Moritz ging mit mir ins Wohnzimmer. Er wirkte sehr ängstlich. Wenn Moritz sich fürchtet, dann zieht er immer an seinem Ohr. Außerdem zwirbelte er ständig an meinem Schopf, was nicht unbedingt angenehm war. Jetzt standen wir vor einem riesigen Mann. Er hatte eine hohe spitze Mütze auf dem Kopf und trug einen langen roten Mantel mit goldenen Knöpfen. Von seinem Gesicht konnte ich nicht viel erkennen. Er hatte einen großen weißen Busch im Gesicht, wo andere Menschen einen Mund haben.

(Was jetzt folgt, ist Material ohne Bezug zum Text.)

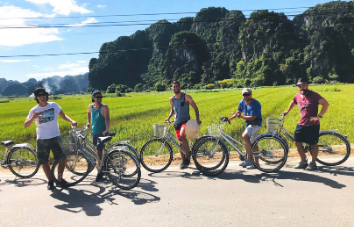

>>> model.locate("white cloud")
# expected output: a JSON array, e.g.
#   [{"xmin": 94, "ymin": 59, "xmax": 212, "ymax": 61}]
[
  {"xmin": 26, "ymin": 67, "xmax": 89, "ymax": 78},
  {"xmin": 0, "ymin": 6, "xmax": 62, "ymax": 46},
  {"xmin": 67, "ymin": 17, "xmax": 97, "ymax": 27},
  {"xmin": 59, "ymin": 64, "xmax": 79, "ymax": 69},
  {"xmin": 0, "ymin": 59, "xmax": 30, "ymax": 63},
  {"xmin": 26, "ymin": 0, "xmax": 92, "ymax": 15}
]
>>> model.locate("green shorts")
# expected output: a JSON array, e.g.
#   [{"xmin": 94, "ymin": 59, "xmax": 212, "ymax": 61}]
[{"xmin": 37, "ymin": 136, "xmax": 65, "ymax": 165}]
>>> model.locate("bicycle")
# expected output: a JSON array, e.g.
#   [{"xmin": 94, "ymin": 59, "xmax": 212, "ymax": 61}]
[
  {"xmin": 51, "ymin": 127, "xmax": 141, "ymax": 190},
  {"xmin": 196, "ymin": 117, "xmax": 288, "ymax": 173},
  {"xmin": 259, "ymin": 114, "xmax": 351, "ymax": 166},
  {"xmin": 0, "ymin": 140, "xmax": 39, "ymax": 178},
  {"xmin": 140, "ymin": 121, "xmax": 229, "ymax": 176}
]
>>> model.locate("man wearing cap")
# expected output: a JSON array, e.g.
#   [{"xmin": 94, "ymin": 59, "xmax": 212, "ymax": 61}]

Plötzlich donnerte eine dunkle Stimme im Zimmer und sagte: „Hallo kleiner Moritz, jetzt wollte ich doch mal schauen, ob du ein braver Junge bist. Deine Eltern haben mir erzählt, dass du sehr gerne in den Kindergarten gehst und du meist brav bist. Aber ich habe auch gehört, dass du, wenn du ins Bett gehen sollst, manchmal sehr unwillig bist. Ja, auch ist mir bekannt, dass du nicht immer aufessen magst. Außerdem stand in meinem goldenen Buch, du würdest deine Kleidung und die Spielsachen im Zimmer umher liegen lassen und nicht gerne aufräumen. Hmmmm, das gefällt mir gar nicht. Dieses Mal habe ich den Knecht Ruprecht noch nicht mitgebracht, aber wenn du dich nicht besserst, dann bringe ich ihn nächstes Jahr mit!“

Plumps… Moritz ließ mich vor Schreck fallen. Ich landete Gott sei Dank auf dem Teppich. Moritz war total blass. Er zog ständig an seinen Pulloverärmeln, die länger und länger wurden. „Na kleiner Moritz, willst du dich bessern?“ fragte der Nikolaus. Moritz nickte eifrig, konnte jedoch nichts sagen

„Ich denke, du wirst dich sicherlich bessern, mein Kleiner! Ich hab dir auch was Schönes mitgebracht.“ Der Nikolaus nahm einen großen Stoffstiefel aus seinem Sack und reichte ihn Moritz. Erleichtert lächelte mein kleiner Mensch. Dann bückte sich der große Mann und hob mich sanft hoch. „Da hast du aber einen niedlichen kleinen Freund, lieber Moritz!“ sagte er und sah mich an. Jetzt wurde es mir unheimlich. Ich zappelte und wollte nur noch zu Moritz. Aber der Riese hielt mich mit einer Hand fest und holte mit der anderen etwas aus diesem riesigen Sack. Er drückte mir einen winzigen Stiefel auf den Bauch und sagte: „So lieber Fridolin, der ist für dich, weil du immer so gut auf den kleinen Moritz aufpasst. Du bist ein sehr liebes Gespenst!“ Mann oh Mann, war ich jetzt stolz. Der Nikolaus reichte mich wieder zu Moritz und verabschiedete sich.

Moritz strahlte und seine Eltern meinten: „War doch gar nicht so schlimm, kleiner Moritz! Wir haben dich lieb und Fridolin natürlich auch!“

So, dachte ich: alle Angst war umsonst!